Leading the Past Week

Congress returned this week from its August Recess period and hit the ground running, with the situation in Syria clouding over everything.  Adding to the tension caused by this international crisis was the fact that at once again, and with only a couple of weeks before the end of the Fiscal Year, we find ourselves  facing significant uncertainty about how, or whether, the Federal government will continue to operate beyond the end of the month.   Adding further to this drama is the potential intertwining of the funding of the federal government with the quickly approaching due date to raise the debt limit and whether the forces that caused the Republican leadership to pull its CR this week, will instead focus on tying their issues to the need to raise the debt ceiling next month.  While it is unclear exactly when the government’s extraordinary measures will run out, earlier this week the Bipartisan Policy Center estimated that the Treasury Department will run out of borrowing capacity sometime between October 18th and November 5th.

Yesterday marked the five-year anniversary of the collapse of Lehman Brothers, and so it was in the shadow of that historic occasion that last week the Senate Banking Committee initiated the first, of what will likely be multiple hearings, aimed at bringing together a comprehensive housing finance system overhaul.  While Chairman Tim Johnson (D-SD) has indicated his hope that the Committee will have a proposal completed by the end of the year, it was an noted by many that in the House, its version of reform, the Protecting American Taxpayers and Homeowners (PATH) Act (H.R. 2767), which has already cleared the Financial Services Committee was not included in Majority Leader Cantor’s updated legislative schedule for the fall. 

Yesterday also saw the, somewhat, unexpected announcement that Larry Summers had withdrawn his name for consideration for Chairman of the Federal Reserve.  For more on this, please see below.

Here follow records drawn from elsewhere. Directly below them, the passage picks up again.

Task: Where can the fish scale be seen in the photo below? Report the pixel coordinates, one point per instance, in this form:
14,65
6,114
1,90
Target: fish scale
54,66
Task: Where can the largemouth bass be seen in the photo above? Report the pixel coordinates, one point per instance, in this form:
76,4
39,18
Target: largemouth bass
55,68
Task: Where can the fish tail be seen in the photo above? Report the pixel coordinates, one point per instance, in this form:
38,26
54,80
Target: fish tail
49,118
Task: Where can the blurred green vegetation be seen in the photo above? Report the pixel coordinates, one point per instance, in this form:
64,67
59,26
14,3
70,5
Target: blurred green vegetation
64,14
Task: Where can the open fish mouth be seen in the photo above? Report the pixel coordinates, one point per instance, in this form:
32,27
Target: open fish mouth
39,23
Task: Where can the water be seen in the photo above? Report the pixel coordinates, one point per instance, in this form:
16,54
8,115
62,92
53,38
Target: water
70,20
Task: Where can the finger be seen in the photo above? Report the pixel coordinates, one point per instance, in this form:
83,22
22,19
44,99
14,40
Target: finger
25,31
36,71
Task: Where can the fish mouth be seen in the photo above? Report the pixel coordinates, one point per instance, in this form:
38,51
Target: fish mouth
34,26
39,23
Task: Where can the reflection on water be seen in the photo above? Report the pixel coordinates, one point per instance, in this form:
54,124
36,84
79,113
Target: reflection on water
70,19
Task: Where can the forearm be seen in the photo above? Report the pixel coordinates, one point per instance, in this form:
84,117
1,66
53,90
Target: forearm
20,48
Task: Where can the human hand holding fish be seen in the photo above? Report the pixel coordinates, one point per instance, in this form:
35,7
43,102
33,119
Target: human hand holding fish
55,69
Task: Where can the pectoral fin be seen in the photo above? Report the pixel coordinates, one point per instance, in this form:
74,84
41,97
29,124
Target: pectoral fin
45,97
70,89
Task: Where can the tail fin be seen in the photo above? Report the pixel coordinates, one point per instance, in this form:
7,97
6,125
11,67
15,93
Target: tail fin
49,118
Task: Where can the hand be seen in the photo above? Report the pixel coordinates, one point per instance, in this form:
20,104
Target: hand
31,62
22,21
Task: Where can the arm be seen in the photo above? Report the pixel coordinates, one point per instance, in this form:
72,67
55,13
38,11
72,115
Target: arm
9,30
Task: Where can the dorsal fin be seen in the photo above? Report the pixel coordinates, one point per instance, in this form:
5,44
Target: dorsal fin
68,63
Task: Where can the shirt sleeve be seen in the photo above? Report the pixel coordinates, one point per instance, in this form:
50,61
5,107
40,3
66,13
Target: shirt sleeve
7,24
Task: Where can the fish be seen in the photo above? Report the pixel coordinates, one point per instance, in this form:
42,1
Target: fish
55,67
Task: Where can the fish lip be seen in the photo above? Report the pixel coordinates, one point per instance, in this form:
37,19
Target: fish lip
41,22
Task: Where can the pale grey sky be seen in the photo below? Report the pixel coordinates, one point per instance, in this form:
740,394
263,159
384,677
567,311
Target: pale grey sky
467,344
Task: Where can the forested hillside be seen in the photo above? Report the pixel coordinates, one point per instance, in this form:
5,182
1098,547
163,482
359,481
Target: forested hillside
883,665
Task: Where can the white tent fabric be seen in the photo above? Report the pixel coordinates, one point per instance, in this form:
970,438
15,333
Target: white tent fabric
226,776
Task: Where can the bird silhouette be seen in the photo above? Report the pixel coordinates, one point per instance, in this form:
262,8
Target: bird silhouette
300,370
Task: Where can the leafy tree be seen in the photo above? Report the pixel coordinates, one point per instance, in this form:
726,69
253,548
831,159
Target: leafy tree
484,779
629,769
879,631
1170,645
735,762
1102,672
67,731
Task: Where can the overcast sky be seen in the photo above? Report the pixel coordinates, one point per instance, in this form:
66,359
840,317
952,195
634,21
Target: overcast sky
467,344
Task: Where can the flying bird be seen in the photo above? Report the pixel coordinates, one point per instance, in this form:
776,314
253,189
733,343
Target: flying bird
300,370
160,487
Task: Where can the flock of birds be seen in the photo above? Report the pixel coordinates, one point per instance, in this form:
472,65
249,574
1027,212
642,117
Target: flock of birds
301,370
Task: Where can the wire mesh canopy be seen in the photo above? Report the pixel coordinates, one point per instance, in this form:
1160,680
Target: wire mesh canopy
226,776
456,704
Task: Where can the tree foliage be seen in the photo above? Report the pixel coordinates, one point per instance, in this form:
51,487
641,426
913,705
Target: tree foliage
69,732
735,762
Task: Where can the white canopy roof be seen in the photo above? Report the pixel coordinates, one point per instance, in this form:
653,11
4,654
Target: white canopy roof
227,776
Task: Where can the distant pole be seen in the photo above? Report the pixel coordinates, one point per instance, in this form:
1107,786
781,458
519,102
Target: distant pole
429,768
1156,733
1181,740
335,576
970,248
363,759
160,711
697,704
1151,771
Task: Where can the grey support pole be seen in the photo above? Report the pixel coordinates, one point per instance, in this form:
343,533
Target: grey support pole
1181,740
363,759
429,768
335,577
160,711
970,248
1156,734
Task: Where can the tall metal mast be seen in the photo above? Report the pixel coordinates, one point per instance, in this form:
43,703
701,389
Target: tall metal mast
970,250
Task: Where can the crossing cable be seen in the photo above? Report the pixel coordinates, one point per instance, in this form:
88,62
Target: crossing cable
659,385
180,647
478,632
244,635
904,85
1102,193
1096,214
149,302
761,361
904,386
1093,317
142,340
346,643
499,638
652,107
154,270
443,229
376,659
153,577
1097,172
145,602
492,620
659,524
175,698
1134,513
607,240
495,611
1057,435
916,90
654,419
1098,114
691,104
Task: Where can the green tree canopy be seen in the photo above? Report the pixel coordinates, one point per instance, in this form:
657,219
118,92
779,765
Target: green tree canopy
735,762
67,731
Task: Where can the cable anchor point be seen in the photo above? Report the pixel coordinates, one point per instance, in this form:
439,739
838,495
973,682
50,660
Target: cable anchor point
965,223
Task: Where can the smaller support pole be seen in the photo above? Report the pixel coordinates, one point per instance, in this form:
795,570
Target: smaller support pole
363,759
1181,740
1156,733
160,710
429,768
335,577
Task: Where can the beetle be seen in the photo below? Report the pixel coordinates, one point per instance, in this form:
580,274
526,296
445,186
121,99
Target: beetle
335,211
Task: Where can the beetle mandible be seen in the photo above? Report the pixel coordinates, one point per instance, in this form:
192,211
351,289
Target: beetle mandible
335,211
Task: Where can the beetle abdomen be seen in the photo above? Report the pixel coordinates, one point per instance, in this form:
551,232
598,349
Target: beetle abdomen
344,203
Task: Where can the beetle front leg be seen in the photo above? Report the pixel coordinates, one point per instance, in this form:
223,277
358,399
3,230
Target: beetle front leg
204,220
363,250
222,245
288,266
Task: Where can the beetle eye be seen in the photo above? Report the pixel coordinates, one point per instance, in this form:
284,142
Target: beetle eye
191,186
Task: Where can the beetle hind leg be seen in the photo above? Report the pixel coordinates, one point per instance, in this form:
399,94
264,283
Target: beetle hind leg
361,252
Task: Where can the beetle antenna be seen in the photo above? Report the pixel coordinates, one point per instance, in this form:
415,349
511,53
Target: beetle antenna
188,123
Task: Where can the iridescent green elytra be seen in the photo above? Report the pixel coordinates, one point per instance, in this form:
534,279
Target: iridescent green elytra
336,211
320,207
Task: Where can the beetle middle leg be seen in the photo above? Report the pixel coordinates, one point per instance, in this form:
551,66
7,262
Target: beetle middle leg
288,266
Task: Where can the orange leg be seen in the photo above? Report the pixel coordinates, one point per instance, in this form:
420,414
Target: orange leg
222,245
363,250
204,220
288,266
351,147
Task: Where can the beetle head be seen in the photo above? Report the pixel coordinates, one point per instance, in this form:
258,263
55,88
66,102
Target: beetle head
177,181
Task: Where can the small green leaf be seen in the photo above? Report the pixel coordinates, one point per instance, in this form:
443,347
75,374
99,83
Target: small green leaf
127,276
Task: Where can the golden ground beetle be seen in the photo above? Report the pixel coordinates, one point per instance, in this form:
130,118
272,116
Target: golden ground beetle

ML Strategies took a deeper look at housing reform, the debt limit, and other issues in our Post-Labor Day Fall Preview, (linked here if you haven’t seen it yet).

Legislative Branch


Senate Banking Starts Process for Reform of Mortgage Market - Hopes to Have Proposal by the End of Year

On September 12th, the Senate Banking, Housing, and Urban Affairs Committee held the first, of what will be multiple hearings to lay the groundwork for housing finance reform. Speaking at the hearing, Chairman Tim Johnson (D-SD) said he hopes that the Committee will be able to develop a bipartisan bill to overhaul the mortgage market by the end of 2013 and plans to hold more hearings to consider the matter through the fall. Ranking Member of the Committee Mike Crapo (R-ID) pointed to the recent passage of the Protecting American Taxpayers and Homeowners Act (PATH) of 2013 and a recent speech by the President in favor of doing away with GSEs as evidence that prospects for overhaul are positive. At the moment, a proposal put forth by Senators Bob Corker (R-TN) and Mark Warner (D-VA) is seen as the Chamber’s best chance at proceeding with reforms by the end of the year. S. 1217, the Housing Finance Reform and Taxpayer Protection Act of 2013, would create the Federal Mortgage Insurance Company (FMIC) that would provide catastrophic insurance for mortgage backed securities issued by private entities.

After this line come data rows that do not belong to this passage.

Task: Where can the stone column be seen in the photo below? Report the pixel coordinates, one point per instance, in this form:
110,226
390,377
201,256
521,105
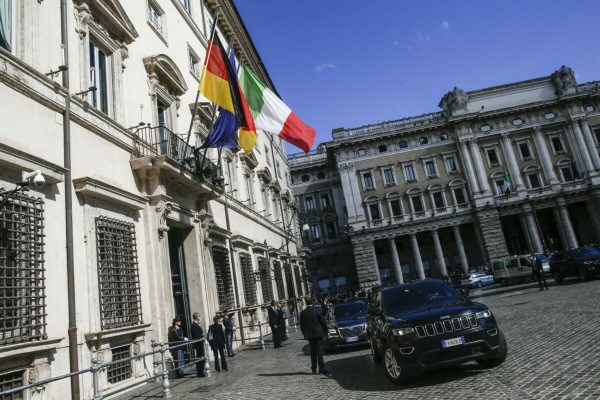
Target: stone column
396,260
479,168
563,213
589,139
469,168
583,150
461,248
417,256
439,255
534,235
540,144
511,160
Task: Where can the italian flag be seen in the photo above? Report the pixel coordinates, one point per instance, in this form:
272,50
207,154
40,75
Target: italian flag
273,115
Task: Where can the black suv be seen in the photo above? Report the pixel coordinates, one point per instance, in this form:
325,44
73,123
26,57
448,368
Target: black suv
583,262
428,324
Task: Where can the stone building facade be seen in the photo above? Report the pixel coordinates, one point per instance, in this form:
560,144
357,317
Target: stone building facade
506,170
158,229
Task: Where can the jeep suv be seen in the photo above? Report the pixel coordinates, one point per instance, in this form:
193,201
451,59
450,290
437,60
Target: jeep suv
426,325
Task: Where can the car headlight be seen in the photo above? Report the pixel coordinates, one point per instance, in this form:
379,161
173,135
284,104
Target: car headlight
402,331
483,314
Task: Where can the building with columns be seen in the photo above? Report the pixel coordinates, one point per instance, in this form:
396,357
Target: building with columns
500,171
133,226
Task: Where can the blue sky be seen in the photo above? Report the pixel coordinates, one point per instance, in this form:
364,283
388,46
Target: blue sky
351,63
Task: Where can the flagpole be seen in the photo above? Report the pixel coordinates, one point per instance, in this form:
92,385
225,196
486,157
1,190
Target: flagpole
213,30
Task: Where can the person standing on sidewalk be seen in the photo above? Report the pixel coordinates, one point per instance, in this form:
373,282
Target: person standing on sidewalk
216,340
198,333
228,324
314,329
274,324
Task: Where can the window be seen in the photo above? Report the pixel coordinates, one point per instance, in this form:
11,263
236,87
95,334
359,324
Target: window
99,77
557,144
492,157
330,229
309,203
374,211
388,176
525,152
118,278
22,298
409,173
7,27
120,371
248,279
451,166
395,208
315,233
194,62
368,183
325,202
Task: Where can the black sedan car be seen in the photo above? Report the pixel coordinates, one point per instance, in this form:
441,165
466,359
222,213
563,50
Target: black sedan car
583,262
347,325
426,325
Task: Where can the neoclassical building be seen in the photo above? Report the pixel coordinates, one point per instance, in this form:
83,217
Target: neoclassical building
132,226
500,171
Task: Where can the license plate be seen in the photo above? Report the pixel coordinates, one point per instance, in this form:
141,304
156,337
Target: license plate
453,342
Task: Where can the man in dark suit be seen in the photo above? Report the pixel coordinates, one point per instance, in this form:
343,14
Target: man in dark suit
274,324
198,333
314,329
216,340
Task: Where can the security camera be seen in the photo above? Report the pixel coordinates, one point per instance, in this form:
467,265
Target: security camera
34,178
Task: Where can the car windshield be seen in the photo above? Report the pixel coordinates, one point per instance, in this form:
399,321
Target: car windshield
407,297
350,310
586,252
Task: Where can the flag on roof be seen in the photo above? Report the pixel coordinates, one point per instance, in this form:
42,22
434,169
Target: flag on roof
273,115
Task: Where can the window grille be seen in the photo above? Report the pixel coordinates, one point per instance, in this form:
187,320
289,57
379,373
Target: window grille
120,371
279,279
265,280
22,282
118,277
248,279
11,380
223,277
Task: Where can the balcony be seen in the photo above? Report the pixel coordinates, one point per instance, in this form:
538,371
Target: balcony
159,141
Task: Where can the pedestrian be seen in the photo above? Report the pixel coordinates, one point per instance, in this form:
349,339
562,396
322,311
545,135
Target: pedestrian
314,329
216,340
198,333
538,272
282,321
274,324
228,324
175,338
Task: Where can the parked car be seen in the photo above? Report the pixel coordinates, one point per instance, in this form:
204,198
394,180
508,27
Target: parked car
583,262
347,325
426,325
478,280
512,269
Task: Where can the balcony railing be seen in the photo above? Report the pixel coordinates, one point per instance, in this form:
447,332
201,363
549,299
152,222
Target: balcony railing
159,140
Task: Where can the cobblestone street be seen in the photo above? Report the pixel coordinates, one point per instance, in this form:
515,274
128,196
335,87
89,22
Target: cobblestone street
554,348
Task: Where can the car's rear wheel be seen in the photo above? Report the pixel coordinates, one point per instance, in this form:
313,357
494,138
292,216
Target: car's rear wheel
584,274
557,278
393,370
375,353
498,358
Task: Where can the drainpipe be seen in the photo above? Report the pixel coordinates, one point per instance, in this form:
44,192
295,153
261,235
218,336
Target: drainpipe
73,354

During the hearing,  Mark Zandi of Moody’s Analytics,  told lawmakers that a new mortgage finance system would ideally accommodate as much private capital as possible, including mortgage bond guarantors, private mortgage insurance companies, and capital markets. Other witnesses, including Julia Gordon, Director of Housing Finance and Policy with the Center for American Progress, said any proposal must preserve the to-be-announced (TBA) market with a more limited government role. However, witness Jerome Liehard, CEO of Suntrust, cautioned lawmakers, expressing concerns that regional banks may be unable to compete against national banks in this revamped system and urging the Senate to ensure small- and mid-size banks have the same access to mortgage securitization. Senator Corker and other Committee members agreed with these concerns and assured Liehard that lawmakers are working to ensure that “smaller institutions have a lot of access” to the secondary mortgage market.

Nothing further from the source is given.